Se alquila por vacaciones. Esperanza Tirado








Una noche la escuchó cantar en una sala de fiestas de verano. Le regaló una flor, bebieron, hablaron y se enamoraron. Él le prometió que le construiría un palacio, ella se dejó llevar y cantaron y bebieron su amor hasta que el Sol de verano desapareció tras las montañas del otoño.

Se prometieron seguir juntos, pero las vidas son así de caprichosas y la de cada uno los destinó a un punto opuesto en el mapa. Ella continuó cantando y enamorando a otras audiencias. Y él construyendo casas y castillos para otros. Quizá su deseo de tener castillo propio con ella era como fabricar un sueño maravilloso con almenas y banderolas en el aire. Algo imposible.

La huella de su canto echó raíces en su alma y en su mente sólo estaba ella: Melina. Para la que erigiría la más bella mansión nunca vista por ojos humanos.

A veces, cuando su voz se perdía entre ecos de otras voces y otras noches, se sacudía a sí mismo.
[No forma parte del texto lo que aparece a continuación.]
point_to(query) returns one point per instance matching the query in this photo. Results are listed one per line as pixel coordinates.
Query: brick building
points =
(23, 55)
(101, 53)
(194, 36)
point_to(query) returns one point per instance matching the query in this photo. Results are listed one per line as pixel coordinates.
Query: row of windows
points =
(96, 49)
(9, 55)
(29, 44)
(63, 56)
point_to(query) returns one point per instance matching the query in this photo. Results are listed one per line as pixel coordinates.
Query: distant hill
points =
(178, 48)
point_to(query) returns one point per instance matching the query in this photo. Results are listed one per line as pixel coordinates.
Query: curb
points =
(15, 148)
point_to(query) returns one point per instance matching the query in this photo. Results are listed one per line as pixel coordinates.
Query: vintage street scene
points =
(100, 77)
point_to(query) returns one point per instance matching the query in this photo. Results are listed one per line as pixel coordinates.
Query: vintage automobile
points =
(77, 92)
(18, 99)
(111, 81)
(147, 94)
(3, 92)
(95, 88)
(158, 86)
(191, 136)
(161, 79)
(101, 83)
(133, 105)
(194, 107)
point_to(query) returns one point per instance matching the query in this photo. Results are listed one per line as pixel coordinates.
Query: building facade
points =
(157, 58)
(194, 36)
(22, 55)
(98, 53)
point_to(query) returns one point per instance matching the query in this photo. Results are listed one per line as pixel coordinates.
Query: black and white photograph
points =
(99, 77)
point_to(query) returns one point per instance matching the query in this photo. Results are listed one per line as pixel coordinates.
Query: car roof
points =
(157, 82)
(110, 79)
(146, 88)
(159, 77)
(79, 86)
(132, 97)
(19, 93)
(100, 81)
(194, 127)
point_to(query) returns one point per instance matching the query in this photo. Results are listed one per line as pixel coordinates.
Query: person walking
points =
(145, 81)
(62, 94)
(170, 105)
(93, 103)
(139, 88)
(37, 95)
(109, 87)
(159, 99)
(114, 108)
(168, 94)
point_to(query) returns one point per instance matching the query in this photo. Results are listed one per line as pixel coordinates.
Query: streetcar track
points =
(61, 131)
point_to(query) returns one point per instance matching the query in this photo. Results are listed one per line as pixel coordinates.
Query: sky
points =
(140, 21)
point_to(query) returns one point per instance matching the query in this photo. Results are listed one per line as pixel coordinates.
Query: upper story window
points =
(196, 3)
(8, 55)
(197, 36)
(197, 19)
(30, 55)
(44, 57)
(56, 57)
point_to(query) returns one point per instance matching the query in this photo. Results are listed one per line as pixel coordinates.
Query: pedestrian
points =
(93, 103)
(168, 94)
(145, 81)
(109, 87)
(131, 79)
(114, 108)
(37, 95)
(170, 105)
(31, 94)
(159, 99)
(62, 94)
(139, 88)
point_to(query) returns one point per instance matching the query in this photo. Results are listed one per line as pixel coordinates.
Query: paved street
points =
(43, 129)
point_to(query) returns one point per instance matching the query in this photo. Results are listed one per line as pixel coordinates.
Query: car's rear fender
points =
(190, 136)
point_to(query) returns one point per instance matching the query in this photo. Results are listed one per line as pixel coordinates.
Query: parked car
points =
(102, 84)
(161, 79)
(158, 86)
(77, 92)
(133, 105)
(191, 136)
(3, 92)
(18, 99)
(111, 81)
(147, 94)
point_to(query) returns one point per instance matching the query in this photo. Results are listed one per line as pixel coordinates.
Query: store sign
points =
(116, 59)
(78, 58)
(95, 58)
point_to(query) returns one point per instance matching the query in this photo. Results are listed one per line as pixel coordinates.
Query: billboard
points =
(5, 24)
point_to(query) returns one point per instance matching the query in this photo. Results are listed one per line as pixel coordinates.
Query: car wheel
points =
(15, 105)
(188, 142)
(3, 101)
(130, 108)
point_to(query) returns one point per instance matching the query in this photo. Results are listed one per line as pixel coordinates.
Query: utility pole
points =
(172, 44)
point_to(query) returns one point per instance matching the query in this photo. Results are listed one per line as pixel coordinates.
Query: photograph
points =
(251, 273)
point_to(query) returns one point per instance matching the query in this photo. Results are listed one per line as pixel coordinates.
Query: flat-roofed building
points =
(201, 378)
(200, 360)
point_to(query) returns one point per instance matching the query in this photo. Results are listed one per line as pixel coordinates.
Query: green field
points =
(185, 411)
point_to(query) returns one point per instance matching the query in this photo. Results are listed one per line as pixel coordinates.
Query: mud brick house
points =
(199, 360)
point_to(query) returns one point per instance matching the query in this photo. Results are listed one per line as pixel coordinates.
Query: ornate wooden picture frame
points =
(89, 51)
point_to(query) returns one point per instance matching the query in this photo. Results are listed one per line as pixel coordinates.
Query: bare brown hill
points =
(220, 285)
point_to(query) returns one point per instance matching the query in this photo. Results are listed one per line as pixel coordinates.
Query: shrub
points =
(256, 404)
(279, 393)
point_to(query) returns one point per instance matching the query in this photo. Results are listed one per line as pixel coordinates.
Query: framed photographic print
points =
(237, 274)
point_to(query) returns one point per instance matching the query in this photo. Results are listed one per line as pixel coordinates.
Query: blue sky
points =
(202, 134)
Y el recuerdo de sus ojos grises se enfrentaba a los suyos, cansados por la espera, las dudas y los sueños que se sueñan demasiado pero nunca se hacen realidad.

Y pasó el tiempo, y de sus manos salieron otros chalets, otras casas y otros castillos para quienes ya tenían sus sueños firmemente anclados en el mismo punto de la tierra.

Quizá ella no estaba hecha para vivir en ese ambiente duro, de clima reseco. Su hermosa piel merecía rayos cálidos de sol y bellos amaneceres que la mimaran y la acunaran mientras ella cantaba a los pájaros de la mañana.

Así iba imaginando amaneceres y despertares entre cantos de pájaros y nubes de algodón, sus manos firmes iban levantando el castillo soñado. Con muchas ventanas para disfrutar de los paisajes; con habitaciones infinitas para que su voz entrara por todos los espacios; con un sistema de calefacción perfecto que preservara su piel de los estragos de los crudos inviernos; con esquinas redondeadas para que sólo se clavara en ellos la herida del amor.

Pero la burbuja de la espera explotó ante su cara. Y sus manos se quedaron vacías de sueños, trabajo, piedra y ladrillos. La realidad le abofeteó tan fuerte que su cuerpo cayó al fondo de la tierra. Se refugió en una antigua cueva y allí estuvo rumiando su pena como un ermitaño, dolido y ausente del mundo.

Una mañana, la luz del sol entró de nuevo por la cueva y le abrazó con su calor temprano. ¿Melina, eres tú?

Pero no era ella, ella se había esfumado hacía tiempo. Su mundo era otro y no estaba en este.

Su castillo estaba terminado pero ella nunca sería su reina. Tampoco fue capaz de poner un pie dentro una vez lo hubo terminado. Y cerró la puerta para que se quedara dentro su recuerdo y no entraran malos espíritus que lo emponzoñaran.

Para que no cayera pasto del olvido y la ruina, decidió poner un cartel de ‘Se alquila por vacaciones o por toda la eternidad’, e irse lejos de allí; y dejar que otros habitaran aquel castillo de ensueño que un día soñó construir gracias a la voz y a la huella de aquella mujer.

Y continuó construyendo castillos con sus manos y con el corazón lleno de dolor, sobre suelo firme para que otros vivieran y disfrutaran lo que él nunca pudo tener, más que en sus sueños con aquella mujer con nombre de canción.